L3, third lumbar vertebra; SMI, cross-sectional areas of skeletal muscle (cm2)/patient's height (m2); PSI, psoas muscle area at level of middle of third lumbar vertebra (cm2)/height(m2); TPMT/height, transversal psoas muscle thickness (mm)/height (m); VF A, visceral fat area (m2); TATI, total adipose tissue index (m2); ΔTPMT/height, change in TPMT(mm)/height (m); ΔL3-SMI, change in third lumbar vertebra skeletal muscle index; ΔSFMI, change in subcutaneous fat mass index; ΔVFMI, change in visceral fat mass index; OS, overall survival; TTP, time to progression; TTF, time to treatment failure; PFS, progression-free survival; PPS, post-progression survival; ND, not done; HGS, handgrip strength; HAIC, hepatic arterial infusion chemotherapy; M, male; F, female.

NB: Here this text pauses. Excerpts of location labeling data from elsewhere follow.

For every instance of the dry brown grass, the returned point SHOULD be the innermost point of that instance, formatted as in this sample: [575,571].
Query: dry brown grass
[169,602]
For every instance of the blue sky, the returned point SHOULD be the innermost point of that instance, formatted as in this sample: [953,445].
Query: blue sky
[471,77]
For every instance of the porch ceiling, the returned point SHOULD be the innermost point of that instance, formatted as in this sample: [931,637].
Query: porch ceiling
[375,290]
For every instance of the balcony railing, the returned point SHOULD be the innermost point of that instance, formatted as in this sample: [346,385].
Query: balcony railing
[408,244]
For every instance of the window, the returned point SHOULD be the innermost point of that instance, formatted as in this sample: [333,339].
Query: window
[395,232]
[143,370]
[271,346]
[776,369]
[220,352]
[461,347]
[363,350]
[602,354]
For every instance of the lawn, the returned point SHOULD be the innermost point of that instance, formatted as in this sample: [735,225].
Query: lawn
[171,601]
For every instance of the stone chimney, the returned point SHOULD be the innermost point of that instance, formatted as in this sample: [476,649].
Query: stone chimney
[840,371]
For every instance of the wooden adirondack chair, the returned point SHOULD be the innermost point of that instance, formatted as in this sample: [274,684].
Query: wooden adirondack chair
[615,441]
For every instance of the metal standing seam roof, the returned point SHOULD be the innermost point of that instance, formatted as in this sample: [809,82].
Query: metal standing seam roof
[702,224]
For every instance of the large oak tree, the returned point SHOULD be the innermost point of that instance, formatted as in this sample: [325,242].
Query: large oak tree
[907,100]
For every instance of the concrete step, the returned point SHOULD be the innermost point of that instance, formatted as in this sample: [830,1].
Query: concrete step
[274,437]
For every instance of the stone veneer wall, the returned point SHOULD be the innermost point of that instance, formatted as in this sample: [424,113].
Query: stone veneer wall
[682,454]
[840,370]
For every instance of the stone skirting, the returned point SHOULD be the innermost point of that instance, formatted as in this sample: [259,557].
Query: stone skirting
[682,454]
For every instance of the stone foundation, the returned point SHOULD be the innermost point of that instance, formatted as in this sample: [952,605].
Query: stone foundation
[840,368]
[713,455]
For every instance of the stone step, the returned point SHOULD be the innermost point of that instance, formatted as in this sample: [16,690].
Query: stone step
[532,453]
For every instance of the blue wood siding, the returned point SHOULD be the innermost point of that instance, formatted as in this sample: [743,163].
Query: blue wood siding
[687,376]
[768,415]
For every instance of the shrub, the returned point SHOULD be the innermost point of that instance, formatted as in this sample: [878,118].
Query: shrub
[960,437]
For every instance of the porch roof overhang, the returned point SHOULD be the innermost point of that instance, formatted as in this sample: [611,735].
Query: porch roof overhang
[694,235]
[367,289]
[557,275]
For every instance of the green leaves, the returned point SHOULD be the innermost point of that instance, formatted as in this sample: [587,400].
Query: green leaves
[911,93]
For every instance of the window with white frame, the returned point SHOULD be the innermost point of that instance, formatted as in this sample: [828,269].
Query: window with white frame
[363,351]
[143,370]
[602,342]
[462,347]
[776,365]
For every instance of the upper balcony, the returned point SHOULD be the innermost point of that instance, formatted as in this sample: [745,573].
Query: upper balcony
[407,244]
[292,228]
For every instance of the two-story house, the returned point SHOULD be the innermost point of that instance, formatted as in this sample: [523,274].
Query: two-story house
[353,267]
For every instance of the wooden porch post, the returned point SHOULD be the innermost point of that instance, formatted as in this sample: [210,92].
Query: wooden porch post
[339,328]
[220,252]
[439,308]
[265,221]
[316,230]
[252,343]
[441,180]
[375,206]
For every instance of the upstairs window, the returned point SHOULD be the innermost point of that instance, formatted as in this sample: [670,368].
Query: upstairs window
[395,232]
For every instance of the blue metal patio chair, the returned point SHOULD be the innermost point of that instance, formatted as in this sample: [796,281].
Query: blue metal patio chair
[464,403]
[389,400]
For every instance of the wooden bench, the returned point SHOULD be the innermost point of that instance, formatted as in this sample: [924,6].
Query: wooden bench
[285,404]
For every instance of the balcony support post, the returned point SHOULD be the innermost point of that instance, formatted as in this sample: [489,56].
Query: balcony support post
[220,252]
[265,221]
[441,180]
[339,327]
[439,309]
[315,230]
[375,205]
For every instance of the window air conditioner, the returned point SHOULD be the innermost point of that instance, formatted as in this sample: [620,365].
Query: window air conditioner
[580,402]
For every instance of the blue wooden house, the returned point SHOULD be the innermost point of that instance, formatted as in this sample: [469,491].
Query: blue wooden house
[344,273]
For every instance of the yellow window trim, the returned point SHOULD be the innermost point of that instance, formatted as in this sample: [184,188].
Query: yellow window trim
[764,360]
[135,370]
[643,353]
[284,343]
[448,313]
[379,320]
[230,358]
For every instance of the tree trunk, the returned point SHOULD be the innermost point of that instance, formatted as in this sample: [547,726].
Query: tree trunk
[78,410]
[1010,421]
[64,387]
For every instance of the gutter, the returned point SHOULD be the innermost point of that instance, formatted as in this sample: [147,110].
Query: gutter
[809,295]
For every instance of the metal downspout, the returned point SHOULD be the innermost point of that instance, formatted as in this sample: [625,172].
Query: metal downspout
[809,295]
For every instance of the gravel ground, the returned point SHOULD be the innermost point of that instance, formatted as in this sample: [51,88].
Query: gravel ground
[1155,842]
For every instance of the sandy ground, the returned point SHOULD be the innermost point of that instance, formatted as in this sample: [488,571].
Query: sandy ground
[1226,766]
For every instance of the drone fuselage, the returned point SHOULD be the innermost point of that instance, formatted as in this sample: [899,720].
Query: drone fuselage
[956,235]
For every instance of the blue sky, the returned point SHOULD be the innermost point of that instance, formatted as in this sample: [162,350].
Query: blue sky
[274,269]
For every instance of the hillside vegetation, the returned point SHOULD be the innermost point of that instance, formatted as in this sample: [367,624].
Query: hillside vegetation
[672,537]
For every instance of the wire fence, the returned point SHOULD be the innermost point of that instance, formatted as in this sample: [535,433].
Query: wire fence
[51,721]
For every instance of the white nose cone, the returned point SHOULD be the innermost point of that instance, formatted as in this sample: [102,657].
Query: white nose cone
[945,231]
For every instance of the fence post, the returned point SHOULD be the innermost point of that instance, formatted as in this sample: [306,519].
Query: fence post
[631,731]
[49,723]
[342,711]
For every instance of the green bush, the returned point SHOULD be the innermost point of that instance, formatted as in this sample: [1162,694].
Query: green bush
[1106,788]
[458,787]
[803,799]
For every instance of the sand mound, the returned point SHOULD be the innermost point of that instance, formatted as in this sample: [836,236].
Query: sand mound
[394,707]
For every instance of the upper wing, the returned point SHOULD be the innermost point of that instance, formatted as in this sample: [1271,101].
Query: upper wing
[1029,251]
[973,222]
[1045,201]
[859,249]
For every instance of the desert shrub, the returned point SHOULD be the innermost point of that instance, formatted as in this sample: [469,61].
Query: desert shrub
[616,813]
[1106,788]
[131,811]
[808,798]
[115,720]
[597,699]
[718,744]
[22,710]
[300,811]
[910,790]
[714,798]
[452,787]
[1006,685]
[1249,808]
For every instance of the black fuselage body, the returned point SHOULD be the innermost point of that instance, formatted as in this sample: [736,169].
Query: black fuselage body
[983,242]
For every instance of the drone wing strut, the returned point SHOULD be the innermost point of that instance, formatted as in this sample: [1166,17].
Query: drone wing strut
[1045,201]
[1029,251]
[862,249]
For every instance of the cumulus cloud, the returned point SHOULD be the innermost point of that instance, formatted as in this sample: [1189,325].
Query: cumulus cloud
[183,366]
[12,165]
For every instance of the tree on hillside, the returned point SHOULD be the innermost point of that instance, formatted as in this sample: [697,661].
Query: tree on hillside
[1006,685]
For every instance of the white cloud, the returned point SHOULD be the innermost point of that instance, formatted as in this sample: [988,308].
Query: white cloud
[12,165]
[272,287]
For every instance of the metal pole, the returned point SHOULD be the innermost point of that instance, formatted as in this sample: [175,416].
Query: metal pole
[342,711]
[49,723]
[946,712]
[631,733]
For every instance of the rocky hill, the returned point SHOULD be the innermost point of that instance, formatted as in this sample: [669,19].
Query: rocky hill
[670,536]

Impact of Skeletal MM on Survival among Patients Treated with Different Systemic Therapies and Hepatic Arterial Infusion Chemotherapy

Sorafenib

Sorafenib was approved as a first-line systemic therapy for advanced HCC in 2007 [20]. Most previous studies have only evaluated skeletal MM without assessing HGS in patients with HCC treated with sorafenib [10, 11, 21, 22, 23, 24, 25, 26, 27, 28, 29, 30, 31, 32]. As shown in Table 1, skeletal muscle depletion (low MM) is a poor prognostic factor for OS in most studies [10, 22, 23, 24, 26, 28, 31, 32], while there was no significant difference in others [11, 27, 29]. The subgroup analyses showed that the OS of patients who had two or more negative prognostic factors (albumin ≤3.5 g/dL, alpha-fetoprotein ≥100 ng/mL, lesions in bilateral hepatic lobes, or major portal vein invasions) with low MM was significantly shorter than in those with high MM [27], and the combined presence of low MM and low total adipose tissue index was significantly associated with worse OS [29]. Although a few reports have evaluated progression-free survival or time to progression regarding the impact of skeletal MM [23, 24, 29, 31], there have been few studies regarding the relationship between skeletal MM and post-progression survival (PPS). A recent report indicated that PPS was significantly correlated with pre-sarcopenia (transverse psoas muscle thickness per height <16.8 mm/m) at the time of disease progression in patients with HCC treated with sorafenib [30]. On the other hand, in a multicenter study, we demonstrated that a high skeletal MM before sorafenib treatment is a significant predictor of PPS in patients with HCC [31].

Lenvatinib

Lenvatinib had been recommended as a first-line systemic therapy for advanced HCC until the introduction of atezolizumab plus bevacizumab [33, 34, 35, 36] and has been used since March 2018 in Japan, earlier than in the rest of the world. The first report on the relationship between skeletal MM and clinical outcome was described in 2020, when Uojima et al. [37] demonstrated that low MM was significantly associated with worse time to treatment failure and worse OS. Thereafter, two reports were published at the same time in which skeletal muscle depletion was not found associated with OS, unlike in a previous report [17, 18]. In contrast, Hiraoka et al. [38] recently reported that low MM was a significant prognostic factor. However, the results leave room for further investigation because of the small population size and short follow-up periods.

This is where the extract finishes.